A Christmas Carol

Chesil Theatre    Chesil Theatre, Winchester  Hannah-Cait Parker  17 November  2023

My Friday night this week was spent wending my merry way towards the Chesil Theatre in Winchester, to take in their rendition of the Yuletide classic A Christmas Carol.

I’m sure most of us are no stranger to the ins and outs of this show, as some of the greats have covered it, with Michael Caine once even playing Scrooge whilst surrounded by a whole host of Muppets, but although it’s a well known show, it never stops being a firm favourite of young and experienced audiences alike.

The role of the famously curmudgeonly Scrooge was taken up this evening by Duncan Ley, who took to the part rather well. He carried the role of Scrooge throughout the show with the air of someone rather experienced in the game of acting, and had some really fab moments. My one note was that the actor seemed a little too personable at the beginning, however, and I would have liked to see a little more of the miserly side of the character before we get into the swing of his Christmas Eve antics. But I think Duncan did a fab job throughout, and would be one I watch out for in future productions.

My star of the show this evening goes wholeheartedly to Danny Olsson, who multi-rolled superbly as Bob Cratchit, young Scrooge and various other supporting roles. Each of his characters was well rounded, precise and diversely different, with his Jacob Marley being truly haunting (pun definitely intended!). I found myself excited to see what he was going to do for each new character whenever he came on stage.

Actors Karen Fitzsimmons, Katy Watkins and Gary Nicholson cannot go unmentioned, as each had some real highs whilst playing their combined total of 22 parts (!) with Karen’s Mrs Lack, Katy’s Spirit of Christmases Past and Gary’s Mr Grimes being real highlights of the show as a whole for me.

This show was a refreshingly unique take on a classic, with copious amounts of multi-rolling, puppets, breaking the fourth wall, and false endings to name but a few changes. I was a little disappointed in places, however, as I felt that the show could have gone further with a lot of its ideas, and I spent a good portion of the evening wanting the show to go up a gear or really commit to some of its choices.
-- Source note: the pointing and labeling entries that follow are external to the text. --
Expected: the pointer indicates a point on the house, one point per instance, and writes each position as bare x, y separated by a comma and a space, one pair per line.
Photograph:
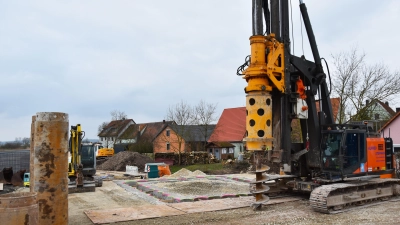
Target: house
221, 150
391, 129
335, 103
182, 138
375, 110
231, 128
140, 137
111, 133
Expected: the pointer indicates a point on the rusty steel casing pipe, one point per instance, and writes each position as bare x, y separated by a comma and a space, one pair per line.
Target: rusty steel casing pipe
50, 177
32, 155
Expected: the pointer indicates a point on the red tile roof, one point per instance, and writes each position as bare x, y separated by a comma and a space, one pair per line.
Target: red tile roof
231, 126
389, 121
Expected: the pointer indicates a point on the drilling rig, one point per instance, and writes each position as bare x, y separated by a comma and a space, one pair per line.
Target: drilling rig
339, 165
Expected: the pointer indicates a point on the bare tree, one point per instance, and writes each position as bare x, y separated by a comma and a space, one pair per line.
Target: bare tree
204, 116
348, 65
182, 115
115, 115
102, 126
355, 82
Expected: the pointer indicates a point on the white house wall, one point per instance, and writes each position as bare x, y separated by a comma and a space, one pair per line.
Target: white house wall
237, 148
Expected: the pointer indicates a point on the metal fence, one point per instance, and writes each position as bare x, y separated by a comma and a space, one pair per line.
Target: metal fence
17, 159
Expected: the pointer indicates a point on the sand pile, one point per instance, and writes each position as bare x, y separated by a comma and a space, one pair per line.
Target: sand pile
122, 159
187, 173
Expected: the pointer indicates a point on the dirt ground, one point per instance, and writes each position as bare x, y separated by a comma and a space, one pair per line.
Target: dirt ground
112, 196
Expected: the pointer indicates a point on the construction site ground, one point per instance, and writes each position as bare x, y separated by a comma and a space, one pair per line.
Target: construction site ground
119, 203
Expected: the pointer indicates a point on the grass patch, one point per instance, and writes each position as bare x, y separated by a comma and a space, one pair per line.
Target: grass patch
206, 168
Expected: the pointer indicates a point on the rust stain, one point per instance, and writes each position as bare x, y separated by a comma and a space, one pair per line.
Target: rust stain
45, 209
26, 222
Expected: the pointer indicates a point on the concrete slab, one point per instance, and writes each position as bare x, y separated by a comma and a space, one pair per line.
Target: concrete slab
173, 209
223, 204
85, 188
134, 213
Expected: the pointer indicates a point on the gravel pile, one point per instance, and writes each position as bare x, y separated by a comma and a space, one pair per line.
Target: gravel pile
204, 187
187, 173
122, 159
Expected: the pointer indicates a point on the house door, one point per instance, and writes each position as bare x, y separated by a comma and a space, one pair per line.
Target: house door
217, 154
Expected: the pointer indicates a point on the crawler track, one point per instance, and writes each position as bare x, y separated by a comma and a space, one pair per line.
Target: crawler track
335, 198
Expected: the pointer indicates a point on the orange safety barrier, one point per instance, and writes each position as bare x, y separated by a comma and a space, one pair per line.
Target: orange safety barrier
163, 170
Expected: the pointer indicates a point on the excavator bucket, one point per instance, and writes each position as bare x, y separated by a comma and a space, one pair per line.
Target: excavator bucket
17, 178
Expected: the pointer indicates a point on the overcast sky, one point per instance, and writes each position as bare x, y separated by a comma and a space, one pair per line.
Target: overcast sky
87, 58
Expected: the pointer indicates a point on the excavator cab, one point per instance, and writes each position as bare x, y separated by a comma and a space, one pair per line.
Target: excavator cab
343, 152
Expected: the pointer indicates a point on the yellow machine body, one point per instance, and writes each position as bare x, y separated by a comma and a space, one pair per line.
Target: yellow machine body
265, 73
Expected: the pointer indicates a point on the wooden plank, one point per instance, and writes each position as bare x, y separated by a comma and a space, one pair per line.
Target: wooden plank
173, 209
134, 213
223, 204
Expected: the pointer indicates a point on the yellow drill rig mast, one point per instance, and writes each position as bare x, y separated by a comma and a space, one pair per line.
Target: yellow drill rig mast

Director Peter Andrews did a good job, directing some truly brilliant moments, from confetti snow fall being made into a running gag, to hilarity ensuing when there weren’t enough actors to play all of the Cratchits, but there were also some jarring choices, such as the use of some of the music from Christopher Nolan’s Batman Trilogy, which really took me out of Dickensian England, to the modern day. Tonally I wasn’t too sure in places if this was supposed to be a wholly classic A Christmas Carol or a modern retelling, and I just would have liked the show to be one or the other, or at least adopt a clearer tone throughout.

That being said there were far more positives than negatives this evening, including some rather impressive projected pieces that I enjoyed seeing utilised to show us the length and breadth of England over the course of Christmases Past, Present and Future.

A Christmas Carol runs from the 17 – 25 November at The Chesil Theatre in Winchester.